The jobless rate in the eurozone fell to 10.3 per cent in January
In recent months, the European currency bloc has made some gradual progress in whittling down its jobless ranks, amid efforts to rev up its economy after emerging from recession more than two years ago. But many still consider unemployment to be unacceptably high.
The jobless rate has fallen for the fifth time in six months, as ING Bank analyst Bert Colijn noted.

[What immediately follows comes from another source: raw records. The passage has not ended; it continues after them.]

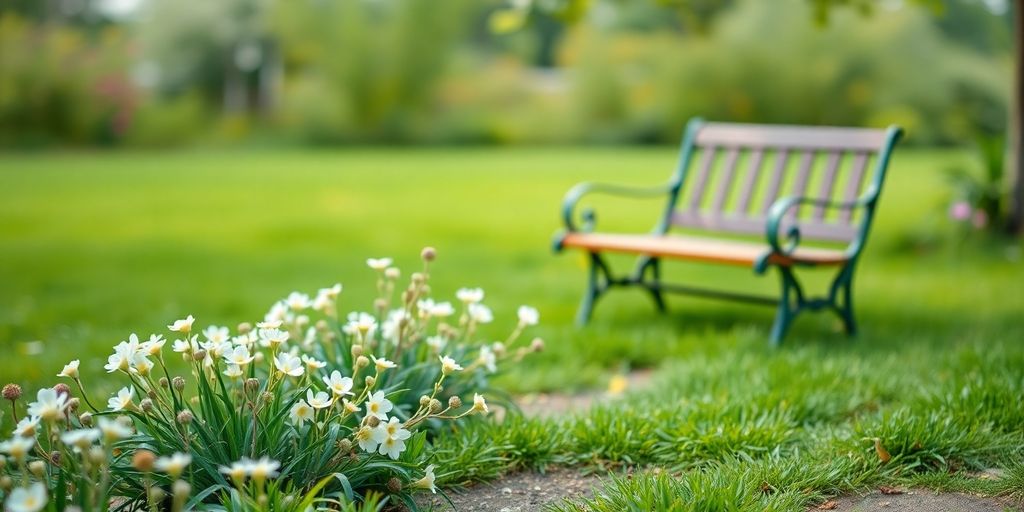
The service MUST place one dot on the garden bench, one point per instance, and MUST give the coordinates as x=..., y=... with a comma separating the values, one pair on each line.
x=788, y=184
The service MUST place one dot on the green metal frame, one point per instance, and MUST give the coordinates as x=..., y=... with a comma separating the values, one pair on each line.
x=793, y=299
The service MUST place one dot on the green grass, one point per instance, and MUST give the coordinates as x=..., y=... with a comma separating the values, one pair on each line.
x=95, y=246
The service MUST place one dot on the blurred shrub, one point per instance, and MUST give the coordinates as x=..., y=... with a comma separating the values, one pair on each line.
x=59, y=86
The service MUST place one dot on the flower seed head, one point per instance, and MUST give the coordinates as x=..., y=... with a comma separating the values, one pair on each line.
x=185, y=417
x=143, y=461
x=12, y=391
x=394, y=484
x=537, y=345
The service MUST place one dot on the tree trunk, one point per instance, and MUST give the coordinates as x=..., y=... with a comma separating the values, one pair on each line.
x=1016, y=139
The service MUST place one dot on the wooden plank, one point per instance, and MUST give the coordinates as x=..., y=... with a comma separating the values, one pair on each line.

The industry expectation had been that unemployment would remain at the previous month's rate of 10.4 per cent.
"The pace of declines in unemployment has clearly accelerated over the past half year, boosting domestic demand in an otherwise troubled economy," Colijn said, adding that this should provide "some tailwind for growth in the months ahead."
But Jack Allen of the Capital Economics think tank warned that "it would take sharper falls in unemployment to boost wage growth," while pointing to business indications that the "labour market recovery is slowing."
The number of jobless people in the 19-member eurozone fell to 16.65 million, 105,000 fewer than in November, according to Eurostat.
Youth unemployment remained much higher than the overall figure, at 22 per cent.
Germany recorded the lowest rates, with overall joblessness at 4.3 per cent and youth unemployment at 7.1 per cent.
At the other extreme, in Greece 24.6 per cent were without work in November - the most recent data available for the country - while youth unemployment stood at 48 per cent.
In the wider, 28-country European Union, joblessness stood at 8.9 per cent in January, with 21.8 million people out of work, Eurostat said.